Sunday, August 28, 2011

Over the roofs of the world



"I sound my barbaric yawp over the roofs of the world."

bbbbbbbbbbbbbbbbbbbb- Walt Whitman, Song of Myself


As some of you know, I have been playing my guitar more here in Lesotho than I did back in the States. A lot more. My repertoire has expanded substantially, and I may even have gotten a bit better. I have also found a few people with whom to play and sing since arriving, and our living room has played host to a few jam sessions over the past year and a half.

What's more, my friend Jim, who works with Kathy at Peace Corps Lesotho, is a talented guitar player; and he and I get together - as Kathy puts it - to play a lot of songs that were recorded before 1970. Playing with someone better than I has contributed substantially to any improvements I have seen in my playing.

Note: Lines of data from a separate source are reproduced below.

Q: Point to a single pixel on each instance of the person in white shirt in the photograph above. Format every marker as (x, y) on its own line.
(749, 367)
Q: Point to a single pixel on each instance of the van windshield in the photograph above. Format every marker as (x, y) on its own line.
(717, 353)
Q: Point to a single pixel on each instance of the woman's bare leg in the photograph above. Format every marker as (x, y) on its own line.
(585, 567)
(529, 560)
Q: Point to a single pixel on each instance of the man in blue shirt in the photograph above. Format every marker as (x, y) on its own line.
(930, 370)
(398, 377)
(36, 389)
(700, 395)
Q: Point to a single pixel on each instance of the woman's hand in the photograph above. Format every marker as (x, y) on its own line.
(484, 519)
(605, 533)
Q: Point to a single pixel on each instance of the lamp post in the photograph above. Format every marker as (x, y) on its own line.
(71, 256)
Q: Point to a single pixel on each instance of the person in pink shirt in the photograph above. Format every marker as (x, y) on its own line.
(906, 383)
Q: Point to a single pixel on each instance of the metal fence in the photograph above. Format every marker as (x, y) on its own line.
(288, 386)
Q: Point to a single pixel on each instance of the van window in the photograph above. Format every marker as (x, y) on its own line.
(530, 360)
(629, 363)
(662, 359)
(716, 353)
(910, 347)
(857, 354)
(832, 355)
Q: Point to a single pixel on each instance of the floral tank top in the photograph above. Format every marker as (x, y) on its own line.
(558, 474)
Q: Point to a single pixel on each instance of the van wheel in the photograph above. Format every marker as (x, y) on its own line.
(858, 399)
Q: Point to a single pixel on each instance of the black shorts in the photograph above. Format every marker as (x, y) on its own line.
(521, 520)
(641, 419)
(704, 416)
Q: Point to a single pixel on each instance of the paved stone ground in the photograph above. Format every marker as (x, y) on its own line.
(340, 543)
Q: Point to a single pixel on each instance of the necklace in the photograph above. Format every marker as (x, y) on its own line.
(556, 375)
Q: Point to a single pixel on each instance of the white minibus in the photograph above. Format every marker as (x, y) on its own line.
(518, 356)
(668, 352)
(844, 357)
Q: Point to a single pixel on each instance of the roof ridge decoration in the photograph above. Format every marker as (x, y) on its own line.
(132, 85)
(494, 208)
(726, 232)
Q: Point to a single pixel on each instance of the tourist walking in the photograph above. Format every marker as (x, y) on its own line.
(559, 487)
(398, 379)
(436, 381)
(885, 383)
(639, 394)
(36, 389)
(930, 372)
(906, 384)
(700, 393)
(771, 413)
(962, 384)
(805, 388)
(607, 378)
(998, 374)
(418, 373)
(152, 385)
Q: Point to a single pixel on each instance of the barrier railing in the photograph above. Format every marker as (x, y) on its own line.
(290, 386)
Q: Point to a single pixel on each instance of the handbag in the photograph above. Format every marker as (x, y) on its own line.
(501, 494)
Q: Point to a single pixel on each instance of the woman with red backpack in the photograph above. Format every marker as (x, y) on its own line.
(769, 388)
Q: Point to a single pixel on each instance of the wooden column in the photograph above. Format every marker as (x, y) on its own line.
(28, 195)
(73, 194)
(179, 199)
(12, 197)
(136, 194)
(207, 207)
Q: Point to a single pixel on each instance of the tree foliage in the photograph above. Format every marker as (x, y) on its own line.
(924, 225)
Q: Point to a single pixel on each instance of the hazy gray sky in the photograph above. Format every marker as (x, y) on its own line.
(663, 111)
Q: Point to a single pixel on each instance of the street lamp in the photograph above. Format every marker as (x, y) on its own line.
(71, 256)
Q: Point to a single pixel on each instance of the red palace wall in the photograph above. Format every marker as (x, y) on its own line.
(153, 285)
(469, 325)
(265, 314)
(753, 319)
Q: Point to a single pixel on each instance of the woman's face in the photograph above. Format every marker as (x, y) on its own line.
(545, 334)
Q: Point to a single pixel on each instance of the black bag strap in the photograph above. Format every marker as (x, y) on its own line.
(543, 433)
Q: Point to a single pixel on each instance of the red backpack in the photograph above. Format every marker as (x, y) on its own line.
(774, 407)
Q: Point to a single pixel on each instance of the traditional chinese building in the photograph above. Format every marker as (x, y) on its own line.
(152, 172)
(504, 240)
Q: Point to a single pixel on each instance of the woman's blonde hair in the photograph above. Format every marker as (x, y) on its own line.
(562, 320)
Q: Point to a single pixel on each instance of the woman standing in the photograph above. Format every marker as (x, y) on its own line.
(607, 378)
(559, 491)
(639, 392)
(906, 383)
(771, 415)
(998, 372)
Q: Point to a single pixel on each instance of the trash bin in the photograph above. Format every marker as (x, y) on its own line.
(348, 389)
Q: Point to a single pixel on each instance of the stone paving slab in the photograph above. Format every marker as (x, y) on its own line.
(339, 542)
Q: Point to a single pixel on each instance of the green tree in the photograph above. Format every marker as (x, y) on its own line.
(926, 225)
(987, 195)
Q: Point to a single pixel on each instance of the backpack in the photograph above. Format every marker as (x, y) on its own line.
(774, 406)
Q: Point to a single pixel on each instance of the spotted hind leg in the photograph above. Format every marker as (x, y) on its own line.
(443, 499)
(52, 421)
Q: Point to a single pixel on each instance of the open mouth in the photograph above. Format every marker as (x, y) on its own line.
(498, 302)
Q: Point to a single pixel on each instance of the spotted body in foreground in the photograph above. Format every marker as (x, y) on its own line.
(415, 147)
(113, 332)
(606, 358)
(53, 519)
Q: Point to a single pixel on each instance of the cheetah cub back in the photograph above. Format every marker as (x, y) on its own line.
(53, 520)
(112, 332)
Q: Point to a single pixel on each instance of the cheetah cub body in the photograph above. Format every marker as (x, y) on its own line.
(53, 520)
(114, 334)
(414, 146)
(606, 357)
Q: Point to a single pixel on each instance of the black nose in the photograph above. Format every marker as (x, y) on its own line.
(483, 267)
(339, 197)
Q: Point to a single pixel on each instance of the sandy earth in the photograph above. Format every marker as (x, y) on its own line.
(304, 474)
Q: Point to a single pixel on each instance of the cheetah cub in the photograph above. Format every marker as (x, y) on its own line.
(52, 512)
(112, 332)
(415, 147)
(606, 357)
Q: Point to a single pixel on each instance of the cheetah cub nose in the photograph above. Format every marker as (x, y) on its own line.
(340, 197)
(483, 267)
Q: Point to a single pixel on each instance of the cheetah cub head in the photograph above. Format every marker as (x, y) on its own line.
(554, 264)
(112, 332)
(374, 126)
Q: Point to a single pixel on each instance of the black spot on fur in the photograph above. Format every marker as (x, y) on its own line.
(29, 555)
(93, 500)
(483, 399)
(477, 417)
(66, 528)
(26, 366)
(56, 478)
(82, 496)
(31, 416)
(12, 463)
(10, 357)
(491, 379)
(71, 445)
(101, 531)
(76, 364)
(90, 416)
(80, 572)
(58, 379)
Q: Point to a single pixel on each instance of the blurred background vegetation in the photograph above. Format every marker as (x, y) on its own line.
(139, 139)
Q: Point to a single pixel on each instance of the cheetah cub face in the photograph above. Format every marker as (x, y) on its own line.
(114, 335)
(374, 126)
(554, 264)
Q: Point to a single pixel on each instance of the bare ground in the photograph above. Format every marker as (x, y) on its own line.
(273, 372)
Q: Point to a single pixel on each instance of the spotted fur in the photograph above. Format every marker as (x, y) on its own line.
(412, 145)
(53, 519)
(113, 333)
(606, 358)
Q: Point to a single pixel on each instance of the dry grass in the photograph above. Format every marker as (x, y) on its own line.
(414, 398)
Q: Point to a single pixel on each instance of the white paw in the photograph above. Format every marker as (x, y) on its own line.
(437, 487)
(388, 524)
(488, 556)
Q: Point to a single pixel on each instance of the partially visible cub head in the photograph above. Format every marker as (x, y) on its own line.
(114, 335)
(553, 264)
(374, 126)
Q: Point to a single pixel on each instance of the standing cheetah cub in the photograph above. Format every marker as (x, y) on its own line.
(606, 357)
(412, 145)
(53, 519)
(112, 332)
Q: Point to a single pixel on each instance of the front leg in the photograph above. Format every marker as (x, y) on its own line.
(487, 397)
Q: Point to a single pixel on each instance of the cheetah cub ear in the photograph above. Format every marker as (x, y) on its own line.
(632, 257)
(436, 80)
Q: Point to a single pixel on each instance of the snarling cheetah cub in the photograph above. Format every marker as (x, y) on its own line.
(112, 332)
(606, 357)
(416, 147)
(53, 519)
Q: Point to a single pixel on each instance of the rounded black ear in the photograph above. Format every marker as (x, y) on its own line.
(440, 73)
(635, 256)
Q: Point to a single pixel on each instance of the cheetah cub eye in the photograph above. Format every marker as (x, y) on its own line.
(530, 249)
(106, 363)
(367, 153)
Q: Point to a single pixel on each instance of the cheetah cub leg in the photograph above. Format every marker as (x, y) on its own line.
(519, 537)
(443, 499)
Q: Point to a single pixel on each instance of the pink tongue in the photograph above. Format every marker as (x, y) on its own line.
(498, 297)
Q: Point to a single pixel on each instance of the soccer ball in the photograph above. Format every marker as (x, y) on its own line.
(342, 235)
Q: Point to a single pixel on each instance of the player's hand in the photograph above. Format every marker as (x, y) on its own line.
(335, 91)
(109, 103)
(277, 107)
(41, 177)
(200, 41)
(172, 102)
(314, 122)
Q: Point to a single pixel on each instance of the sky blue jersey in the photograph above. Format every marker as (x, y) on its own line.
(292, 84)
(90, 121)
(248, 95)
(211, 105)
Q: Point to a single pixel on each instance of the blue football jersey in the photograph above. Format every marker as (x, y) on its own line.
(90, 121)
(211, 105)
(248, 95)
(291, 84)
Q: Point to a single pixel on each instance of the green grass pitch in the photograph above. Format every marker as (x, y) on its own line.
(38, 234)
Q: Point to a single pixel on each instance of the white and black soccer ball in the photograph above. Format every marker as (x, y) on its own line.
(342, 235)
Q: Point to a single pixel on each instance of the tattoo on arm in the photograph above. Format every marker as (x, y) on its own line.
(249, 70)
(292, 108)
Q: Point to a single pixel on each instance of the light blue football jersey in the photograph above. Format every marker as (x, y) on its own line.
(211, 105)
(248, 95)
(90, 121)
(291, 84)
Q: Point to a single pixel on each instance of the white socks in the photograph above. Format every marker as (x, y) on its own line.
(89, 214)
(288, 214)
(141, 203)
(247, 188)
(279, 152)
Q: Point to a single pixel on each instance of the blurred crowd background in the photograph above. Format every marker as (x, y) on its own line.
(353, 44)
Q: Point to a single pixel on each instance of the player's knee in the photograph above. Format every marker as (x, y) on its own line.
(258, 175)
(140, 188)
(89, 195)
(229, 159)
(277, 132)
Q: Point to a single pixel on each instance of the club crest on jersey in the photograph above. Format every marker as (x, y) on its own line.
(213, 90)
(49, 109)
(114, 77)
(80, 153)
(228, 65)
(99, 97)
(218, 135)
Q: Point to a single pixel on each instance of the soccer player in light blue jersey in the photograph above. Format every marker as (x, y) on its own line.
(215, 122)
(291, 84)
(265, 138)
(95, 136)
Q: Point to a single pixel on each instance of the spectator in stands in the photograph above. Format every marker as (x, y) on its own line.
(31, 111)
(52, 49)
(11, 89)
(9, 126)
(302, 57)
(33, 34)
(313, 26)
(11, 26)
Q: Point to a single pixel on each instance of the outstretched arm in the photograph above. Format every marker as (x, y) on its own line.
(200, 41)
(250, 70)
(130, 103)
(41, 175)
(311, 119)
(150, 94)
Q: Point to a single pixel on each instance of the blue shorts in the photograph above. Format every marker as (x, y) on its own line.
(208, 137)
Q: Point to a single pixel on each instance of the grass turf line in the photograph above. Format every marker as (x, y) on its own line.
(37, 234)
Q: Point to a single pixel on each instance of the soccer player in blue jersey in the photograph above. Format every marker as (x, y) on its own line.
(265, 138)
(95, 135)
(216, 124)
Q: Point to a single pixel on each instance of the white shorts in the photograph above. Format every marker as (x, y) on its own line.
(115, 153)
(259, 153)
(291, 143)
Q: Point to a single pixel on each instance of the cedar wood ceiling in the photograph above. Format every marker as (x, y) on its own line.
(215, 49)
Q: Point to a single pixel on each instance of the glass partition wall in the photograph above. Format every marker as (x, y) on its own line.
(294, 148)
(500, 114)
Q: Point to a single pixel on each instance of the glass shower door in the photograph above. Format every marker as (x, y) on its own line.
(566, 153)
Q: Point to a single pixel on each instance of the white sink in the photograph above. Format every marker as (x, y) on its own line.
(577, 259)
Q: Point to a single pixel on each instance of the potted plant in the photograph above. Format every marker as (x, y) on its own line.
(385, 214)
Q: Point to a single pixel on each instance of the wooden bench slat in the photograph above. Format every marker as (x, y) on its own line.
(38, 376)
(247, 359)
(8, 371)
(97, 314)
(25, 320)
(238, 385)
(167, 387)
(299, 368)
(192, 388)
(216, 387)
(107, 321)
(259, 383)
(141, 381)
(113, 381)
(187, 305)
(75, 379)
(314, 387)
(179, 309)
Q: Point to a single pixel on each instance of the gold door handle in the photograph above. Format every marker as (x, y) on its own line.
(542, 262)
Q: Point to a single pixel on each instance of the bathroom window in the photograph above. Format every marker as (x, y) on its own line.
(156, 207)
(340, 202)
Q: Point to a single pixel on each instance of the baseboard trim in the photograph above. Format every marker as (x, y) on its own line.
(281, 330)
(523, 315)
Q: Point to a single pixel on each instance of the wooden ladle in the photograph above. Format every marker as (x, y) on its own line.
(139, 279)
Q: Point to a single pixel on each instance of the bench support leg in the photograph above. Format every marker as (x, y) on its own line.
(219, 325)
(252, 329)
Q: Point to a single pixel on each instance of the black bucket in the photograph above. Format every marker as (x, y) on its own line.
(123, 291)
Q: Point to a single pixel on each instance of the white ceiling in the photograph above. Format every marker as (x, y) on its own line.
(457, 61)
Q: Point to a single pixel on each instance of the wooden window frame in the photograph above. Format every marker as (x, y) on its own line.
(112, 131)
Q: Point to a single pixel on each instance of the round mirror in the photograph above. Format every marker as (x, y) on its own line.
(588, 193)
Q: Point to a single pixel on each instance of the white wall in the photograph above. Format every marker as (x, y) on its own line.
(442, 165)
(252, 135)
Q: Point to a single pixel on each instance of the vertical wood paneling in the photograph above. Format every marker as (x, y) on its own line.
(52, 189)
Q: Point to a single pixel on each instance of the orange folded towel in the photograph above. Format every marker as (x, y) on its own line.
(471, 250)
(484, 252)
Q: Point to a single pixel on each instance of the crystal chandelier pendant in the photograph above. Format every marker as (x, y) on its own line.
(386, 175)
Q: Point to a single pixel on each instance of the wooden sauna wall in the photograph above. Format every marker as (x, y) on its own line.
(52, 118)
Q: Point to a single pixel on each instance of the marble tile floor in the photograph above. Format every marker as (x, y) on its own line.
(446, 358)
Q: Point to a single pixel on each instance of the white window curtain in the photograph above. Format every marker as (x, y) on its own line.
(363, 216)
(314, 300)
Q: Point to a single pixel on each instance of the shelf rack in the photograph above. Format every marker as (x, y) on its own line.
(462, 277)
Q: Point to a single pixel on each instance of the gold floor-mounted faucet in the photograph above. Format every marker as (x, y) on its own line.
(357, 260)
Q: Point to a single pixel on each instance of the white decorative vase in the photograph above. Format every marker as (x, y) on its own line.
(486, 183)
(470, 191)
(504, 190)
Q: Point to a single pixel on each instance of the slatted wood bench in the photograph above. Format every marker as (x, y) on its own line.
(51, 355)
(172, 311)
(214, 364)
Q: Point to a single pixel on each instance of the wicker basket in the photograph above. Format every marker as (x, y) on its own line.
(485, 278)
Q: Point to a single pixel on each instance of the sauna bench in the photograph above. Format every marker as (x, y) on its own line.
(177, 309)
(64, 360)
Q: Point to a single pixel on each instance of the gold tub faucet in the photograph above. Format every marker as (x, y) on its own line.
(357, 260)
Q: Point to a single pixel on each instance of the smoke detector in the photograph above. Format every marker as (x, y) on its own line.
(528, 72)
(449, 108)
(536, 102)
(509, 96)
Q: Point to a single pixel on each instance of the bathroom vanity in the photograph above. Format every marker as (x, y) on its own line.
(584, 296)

It has also moved me into a broader base for my repertoire, pulling me out of playing almost solely Dylan and the Dead. (Not that there is anything wrong with that!)

I gain a great deal of satisfaction out of being able to strum my way through songs that have meaning for me - even if I am the only one in the room. For me, it is therapy. However, I do truly enjoy being able to share my music with others, and even more so I relish opportunities to make music with other souls who also find meaning in the songs and the playing thereof. And I have long dreamt of moments that feature the sharing of music in such ways.

Two in particular come to mind. For each of these two dreams, there is a song. The first is the Rolling Stones' "Sweet Virginia". For as long as I have know the song, I have wanted to be able to play it and lead a group of people in a sing-along to it. Due to the amount of time I spend playing now, and Jim's influences on my playing - in terms of skill and repertoire, I have gotten to the point at which I am trying to learn songs that I had not even thought I could before we moved here. "Sweet Virginia" is one of those. I learned it and really, really enjoy playing it whenever the mood strikes me.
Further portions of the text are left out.